Sergiu Matis : L’une des actions scéniques est d’amener la vie au cœur de situations impossibles, reconstruire la Nature. Hopeless s’inspire de scénarios science-fictionnels et d’anticipation liés aux dérèglements climatiques et aux perspectives développées par la collapsologie (études sur la fin des civilisations industrielles). La fable Imagine un devenir où la vie n’est possible qu’au sein de bunkers. Ceux-ci sont l’ultime sanctuaire pour des données traitées telles des empreintes audios d’espèces animales éteintes. Mais aussi une forme de poésie digitalisée dépeignant la Nature.
Le processus de réminiscences de la Nature portée disparue pour les trois « personnages » de la pièce passe donc par la poésie et les sons. Ces protagonistes font partie de la troisième génération forclose en abri. La dramaturgie s’inspire notamment de la réserve mondiale de semences du Svalbard existant en Norvège, depuis 2008. Aujourd’hui menacée par le réchauffement climatique, cette Arche de Noé bunkérisée a pour mission de veiller sur des milliers de graines pour les réintroduire dans notre environnement en cas de perte des espèces. Au plateau, nous survivons aussi en mangeant ces semences végétales tout en conviant les spectateurs à la découverte de ce qui n’est plus, des espèces menacées, au cœur d’une scène d’abord dispersante mêlant performeurs et spectateurs.

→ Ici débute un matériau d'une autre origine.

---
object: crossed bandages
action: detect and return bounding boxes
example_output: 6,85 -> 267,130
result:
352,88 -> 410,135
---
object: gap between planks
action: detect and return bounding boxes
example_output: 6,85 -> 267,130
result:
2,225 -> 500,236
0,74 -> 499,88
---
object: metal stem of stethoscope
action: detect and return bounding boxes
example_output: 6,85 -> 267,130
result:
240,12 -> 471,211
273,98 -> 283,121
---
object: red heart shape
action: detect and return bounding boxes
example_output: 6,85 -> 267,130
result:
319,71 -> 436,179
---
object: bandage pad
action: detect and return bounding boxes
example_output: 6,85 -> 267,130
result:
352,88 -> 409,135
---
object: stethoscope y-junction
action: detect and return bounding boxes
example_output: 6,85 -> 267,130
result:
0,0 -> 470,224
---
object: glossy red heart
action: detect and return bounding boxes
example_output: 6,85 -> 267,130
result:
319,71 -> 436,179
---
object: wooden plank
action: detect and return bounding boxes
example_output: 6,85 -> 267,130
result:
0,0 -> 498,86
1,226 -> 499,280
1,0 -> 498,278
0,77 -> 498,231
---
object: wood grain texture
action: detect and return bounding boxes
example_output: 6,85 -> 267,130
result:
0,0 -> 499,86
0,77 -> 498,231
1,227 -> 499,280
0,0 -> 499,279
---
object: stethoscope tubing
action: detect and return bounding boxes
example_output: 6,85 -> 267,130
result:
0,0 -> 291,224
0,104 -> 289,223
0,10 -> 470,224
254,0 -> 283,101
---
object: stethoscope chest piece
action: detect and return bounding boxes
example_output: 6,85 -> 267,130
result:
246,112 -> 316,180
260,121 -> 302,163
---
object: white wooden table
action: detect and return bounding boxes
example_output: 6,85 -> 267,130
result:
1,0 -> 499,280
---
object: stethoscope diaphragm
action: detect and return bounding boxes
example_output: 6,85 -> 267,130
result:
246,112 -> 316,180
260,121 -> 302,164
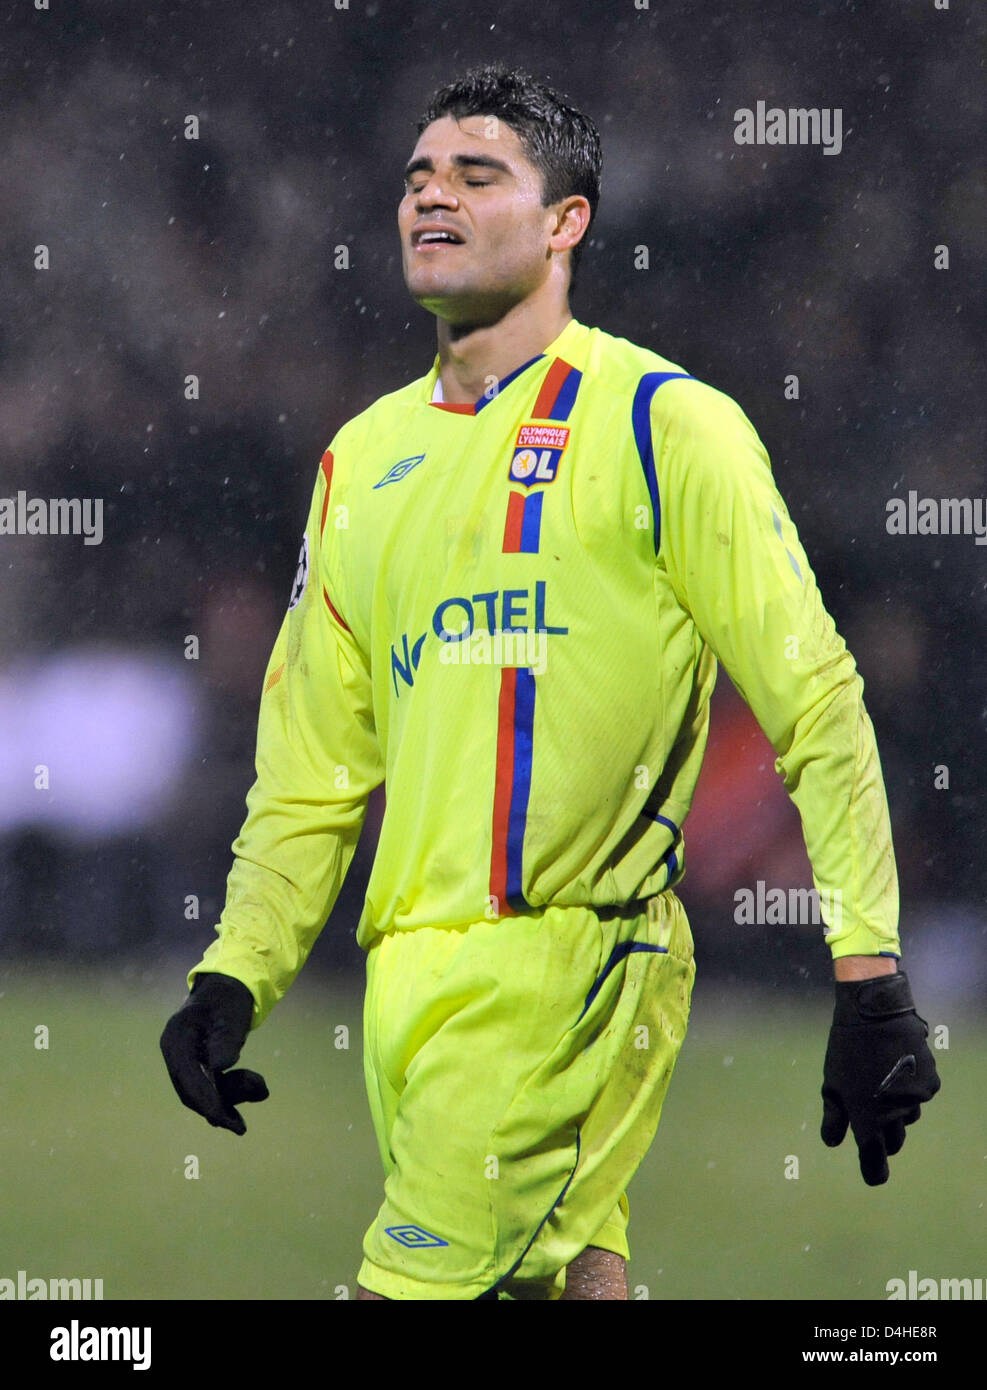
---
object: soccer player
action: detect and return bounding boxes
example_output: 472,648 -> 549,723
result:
160,66 -> 941,1301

DCH : Et votre alphabet dansé ?
S.M. : La chorégraphie part à la quête de ce que l’humanité aurait pu être à travers une navigation dans Instagram. C’est la recherche du corps pensant qui fonde ma pratique chorégraphique. En d’autres termes, l’impulsion, l’intuition qui trament le corps en mouvement, loin de toute rationalité et systématisme dans l’agencement dramaturgique et anatomique.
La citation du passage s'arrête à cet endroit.